Users are not required to update Client SDK in game server binaries except for SDK proto deprecations, or breaking Alpha API changes. We foresee that evaluating updating Client SDKs in game server binaries will be yearly toil, if using Stable APIs, or semiannual toil, if using any Beta API; this toil can be as simple as verifying that there were no deprecations in the period involved. Given how stable our core APIs have been, it may be possible to go multiple years without updating the Client SDK.

Configuration / Helm Values

As part of this work, should we spend some time making a jsonschema for helm? Or at least start? That would be a step in the right direction of ongoing maintenance, and warnings about deprecation (in theory?).

I like it! Added to Config:

JSON schema for helm: We should add a JSON schema for our Helm chart. If we've made a breaking change in our Helm charts, this will make it more obvious to our users. (TBD: It could also potentially give us a way to enforce version horizons, since we could intentionally change schema elements in a way that there would be an error if you tried to skip too far at once.)

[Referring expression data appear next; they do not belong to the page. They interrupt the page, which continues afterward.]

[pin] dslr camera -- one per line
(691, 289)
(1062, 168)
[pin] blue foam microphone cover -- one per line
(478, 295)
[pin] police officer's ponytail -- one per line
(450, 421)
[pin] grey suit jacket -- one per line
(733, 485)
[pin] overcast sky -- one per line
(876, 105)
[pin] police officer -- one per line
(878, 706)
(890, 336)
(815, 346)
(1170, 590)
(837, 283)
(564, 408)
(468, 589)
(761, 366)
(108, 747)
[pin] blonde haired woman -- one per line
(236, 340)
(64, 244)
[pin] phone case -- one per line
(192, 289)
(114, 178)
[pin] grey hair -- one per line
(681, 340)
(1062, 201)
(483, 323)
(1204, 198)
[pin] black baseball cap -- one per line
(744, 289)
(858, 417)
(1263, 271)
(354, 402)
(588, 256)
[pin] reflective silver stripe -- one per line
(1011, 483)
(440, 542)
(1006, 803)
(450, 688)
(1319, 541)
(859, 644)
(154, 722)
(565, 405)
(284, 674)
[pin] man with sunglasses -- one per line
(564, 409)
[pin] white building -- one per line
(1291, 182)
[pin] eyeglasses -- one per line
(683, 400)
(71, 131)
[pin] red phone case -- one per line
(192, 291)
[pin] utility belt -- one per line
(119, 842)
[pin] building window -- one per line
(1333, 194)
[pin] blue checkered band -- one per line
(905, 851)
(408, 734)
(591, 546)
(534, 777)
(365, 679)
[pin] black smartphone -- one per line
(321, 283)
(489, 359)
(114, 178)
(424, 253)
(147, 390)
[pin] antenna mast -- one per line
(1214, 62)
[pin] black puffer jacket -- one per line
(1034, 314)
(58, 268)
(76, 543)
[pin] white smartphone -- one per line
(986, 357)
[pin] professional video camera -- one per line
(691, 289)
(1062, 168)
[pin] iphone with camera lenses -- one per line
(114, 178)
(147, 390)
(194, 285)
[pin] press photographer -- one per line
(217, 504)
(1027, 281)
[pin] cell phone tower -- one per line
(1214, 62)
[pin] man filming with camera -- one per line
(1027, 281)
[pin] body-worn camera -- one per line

1804devs commented 2 months ago

This the one @markmandel

EricFortin commented 2 months ago

This is exciting!

In UI/UX where you mention an upgrade to 1.41 fails, upgrade to 1.42 without rollback to 1.41 is not supported. Do you mean 1.40? Or does it means we need to re-apply 1.41 until it succeeds?

I also think we should mention what will happen with metrics during the upgrades. I would be in favor of no disruption 😄

markmandel commented 2 months ago

I also think we should mention what will happen with metrics during the upgrades. I would be in favor of no disruption 😄

Ooh that's a good point. We probably need some sort of guarantees on metrics between versions as well. (hello client-go metrics that just stopped working -- that would mean we need to fix those!).